Sztuka tatuażu zyskuje coraz więcej zwolenników. Efekty tego są widoczne szczególnie latem. Zrobienie profesjonalnego tatuażu w Szczytnie jest możliwe za sprawą Damiana Blocha, któremu za "płótno" służy ciało ludzkie.

Sztuka tatuażu

MASZYNKA ZAMIAST PĘDZLA

Od dawien dawna człowiek próbował zmienić swój wygląd. Jedną z takich form jest sztuka tatuażu. Nazwa pochodzi z Polinezji. W XIX w. tatuaż stał się powszechny w brytyjskiej marynarce. Żeglarze "przywozili" z dalekich podróży ozdoby na swych ciałach, a także rozpowszechniali sposoby ich wykonywania. Te pierwotne metody wykorzystywane były przez długie lata.

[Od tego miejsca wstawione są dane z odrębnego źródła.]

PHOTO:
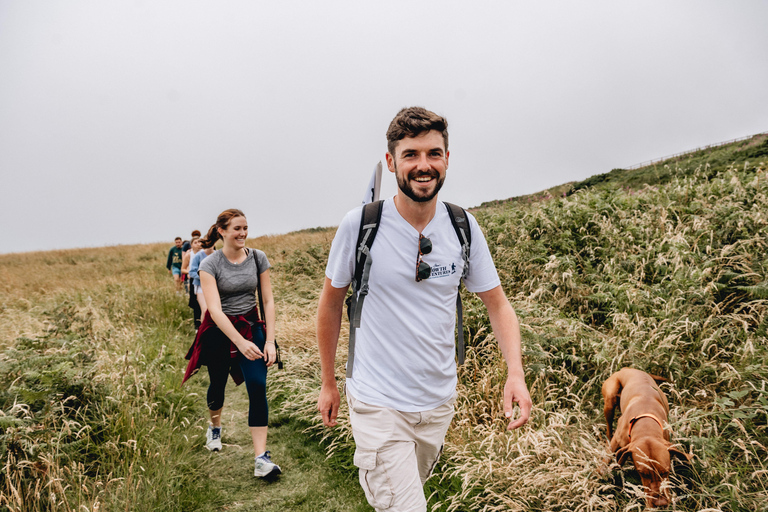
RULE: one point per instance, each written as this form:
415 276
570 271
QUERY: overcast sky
137 121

Dziś zamiast zaostrzonych kości, czy patyków stosuje się maszynkę elektryczną. Dawniej tatuaż, w zależności od danej kultury, określał pozycję społeczną osoby noszącej "malowidło", (np. wódz, szaman, więzień). Obecnie traktowany jest głównie jako ozdoba ludzkiego ciała.

To nietypowe dzieło sztuki, zyskujące z dnia na dzień nowych zwolenników, wykonywane jest coraz częściej przez profesjonalnych tatuażystów.

Damian Bloch, mieszkaniec Nowego Dworu, zajmuje się tym już od dziesięciu lat. Od dwóch miesięcy prowadzi własne studio w Szczytnie. Dlaczego upodobał sobie tatuaż?

- Jest najpiękniejszą formą sztuki, ponieważ wykonywany jest na ciele - twierdzi Damian Bloch.

Jego talent ujawnił się już w szkole podstawowej. Dość szybko miejscem utrwalania rysunków zamiast papieru stała się skóra. Początkowo próbował tej sztuki na własnym ciele, potem zaczął ćwiczyć na innych. Po długich latach nauki doszedł do perfekcji, dzięki której wiele osób postanowiło skorzystać z jego usług.

DZIELNA PŁEĆ PIĘKNA

Proces powstawania tej sztuki jest pracochłonny i wymaga sporej cierpliwości zarówno od osoby tatuowanej, jak i tatuażysty.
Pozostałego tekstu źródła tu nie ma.